In the case of TMF 34 I/M, an $\mathsf{\alpha }+\mathsf{\beta }$ lamellar Widmanstätten microstructure was observed, and in the case of TMF 54 I/M, an α phase precipitating inside the equiaxed $\mathsf{\beta }$ grain was observed. In the equiaxed microstructure, where cracks occur mainly at the $\mathsf{\alpha }/\mathsf{\beta }$ interface, deformation can be generated by slips and twins. Further, it is reinforced by the precipitated fine α phase according to an increase in Mo content, showing high tensile strength and elongation in the TMF 54 I/M alloys.

3.

According to the increase in Mo content, TMF 34 P/M → TMF 54 P/M, the thickness of the Widmanstätten $\mathsf{\alpha }$-lath decreases (12.289 μm → 10.547 μm) and the size of prior $\mathsf{\beta }$ grains decrease (226.55 μm → 211.99 μm).

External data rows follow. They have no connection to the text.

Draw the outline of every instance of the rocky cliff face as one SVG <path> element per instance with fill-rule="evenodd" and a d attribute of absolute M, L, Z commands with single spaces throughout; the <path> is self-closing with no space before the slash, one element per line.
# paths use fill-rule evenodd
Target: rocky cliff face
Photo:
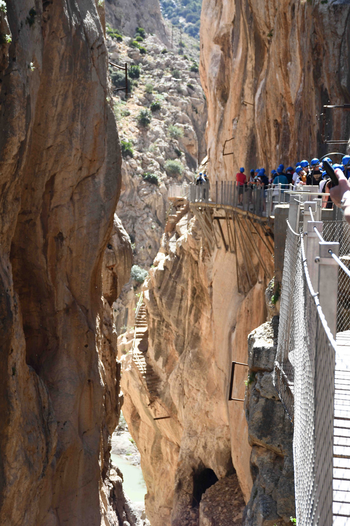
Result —
<path fill-rule="evenodd" d="M 224 223 L 222 229 L 227 236 Z M 223 246 L 210 252 L 202 237 L 190 213 L 163 235 L 145 292 L 145 379 L 128 352 L 128 335 L 119 339 L 123 414 L 140 451 L 152 526 L 208 523 L 214 512 L 210 503 L 220 491 L 214 483 L 222 480 L 225 488 L 227 478 L 227 490 L 239 497 L 230 519 L 241 520 L 252 483 L 242 402 L 228 401 L 228 390 L 231 360 L 247 363 L 247 335 L 266 319 L 266 278 L 251 253 L 259 281 L 247 294 L 239 292 L 236 269 L 243 276 L 241 255 L 236 267 L 235 254 Z M 262 243 L 259 250 L 272 272 L 270 253 Z M 247 285 L 241 279 L 241 286 Z M 234 397 L 244 395 L 247 374 L 247 368 L 237 368 Z M 154 419 L 162 417 L 168 418 Z M 235 472 L 240 485 L 232 487 L 229 478 Z"/>
<path fill-rule="evenodd" d="M 316 114 L 328 100 L 350 102 L 349 10 L 343 0 L 204 0 L 201 79 L 220 178 L 239 166 L 271 170 L 337 149 L 321 144 Z M 348 140 L 348 113 L 327 110 L 330 138 Z M 233 155 L 222 157 L 225 151 Z"/>
<path fill-rule="evenodd" d="M 168 30 L 164 23 L 159 0 L 106 0 L 106 16 L 113 27 L 123 35 L 133 37 L 137 27 L 155 33 L 166 44 L 169 44 Z"/>
<path fill-rule="evenodd" d="M 102 491 L 119 404 L 101 268 L 121 184 L 103 9 L 92 0 L 6 3 L 0 523 L 118 524 Z M 113 265 L 118 289 L 127 270 Z"/>

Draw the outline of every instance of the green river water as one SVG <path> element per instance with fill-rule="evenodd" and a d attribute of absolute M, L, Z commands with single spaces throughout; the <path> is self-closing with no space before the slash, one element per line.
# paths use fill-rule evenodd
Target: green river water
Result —
<path fill-rule="evenodd" d="M 139 466 L 133 466 L 119 455 L 111 453 L 111 458 L 123 473 L 123 489 L 130 500 L 144 502 L 147 490 L 141 468 Z"/>

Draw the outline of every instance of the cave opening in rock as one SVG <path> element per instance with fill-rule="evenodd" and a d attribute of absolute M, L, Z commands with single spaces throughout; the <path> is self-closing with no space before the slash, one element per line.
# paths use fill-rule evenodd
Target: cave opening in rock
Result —
<path fill-rule="evenodd" d="M 215 472 L 210 468 L 204 468 L 195 471 L 193 474 L 192 498 L 192 507 L 193 508 L 199 506 L 203 493 L 208 488 L 217 482 L 218 480 Z"/>

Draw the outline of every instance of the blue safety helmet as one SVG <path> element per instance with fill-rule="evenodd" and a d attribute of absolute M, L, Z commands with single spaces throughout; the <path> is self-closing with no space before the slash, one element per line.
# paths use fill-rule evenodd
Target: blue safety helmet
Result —
<path fill-rule="evenodd" d="M 350 155 L 344 155 L 342 159 L 342 163 L 344 166 L 347 166 L 348 164 L 350 164 Z"/>
<path fill-rule="evenodd" d="M 333 161 L 332 161 L 332 159 L 331 159 L 331 157 L 325 157 L 324 159 L 322 159 L 322 160 L 328 161 L 328 162 L 330 163 L 330 164 L 333 164 Z"/>

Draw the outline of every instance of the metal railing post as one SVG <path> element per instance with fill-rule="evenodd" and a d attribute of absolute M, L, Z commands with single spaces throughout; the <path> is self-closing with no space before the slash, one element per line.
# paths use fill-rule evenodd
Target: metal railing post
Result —
<path fill-rule="evenodd" d="M 320 266 L 316 262 L 315 259 L 320 256 L 320 238 L 314 230 L 315 227 L 322 235 L 323 223 L 322 221 L 307 221 L 306 254 L 307 269 L 311 284 L 314 290 L 317 291 L 319 287 Z"/>
<path fill-rule="evenodd" d="M 312 221 L 312 218 L 311 217 L 311 214 L 310 213 L 309 208 L 311 209 L 312 211 L 312 214 L 314 217 L 314 220 L 316 219 L 316 209 L 317 207 L 317 204 L 315 203 L 314 201 L 305 201 L 304 203 L 304 221 L 303 225 L 303 231 L 307 231 L 307 222 L 309 221 Z M 306 245 L 305 247 L 306 251 Z"/>
<path fill-rule="evenodd" d="M 338 302 L 338 264 L 329 252 L 339 255 L 339 243 L 321 241 L 319 265 L 319 299 L 330 330 L 335 338 Z"/>
<path fill-rule="evenodd" d="M 273 190 L 272 190 L 273 191 Z M 294 232 L 298 232 L 298 226 L 300 218 L 300 203 L 295 200 L 298 198 L 298 195 L 292 195 L 290 203 L 289 203 L 289 211 L 288 214 L 288 221 L 291 226 L 292 230 Z"/>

For this reason, it was possible to obtain excellent tensile strength of 800 MPa or more, even though the pore fraction increased (2.1% → 3.5%) as the Mo content increased.

4.

Tensile fractures occurred in the elastic region before the yield point due to pores in both the TMF 34 P/M and TMF 54 P/M alloys, and the change in Mo content was analyzed with I/M alloys by the E and $\sigma$ reinforcing mechanisms.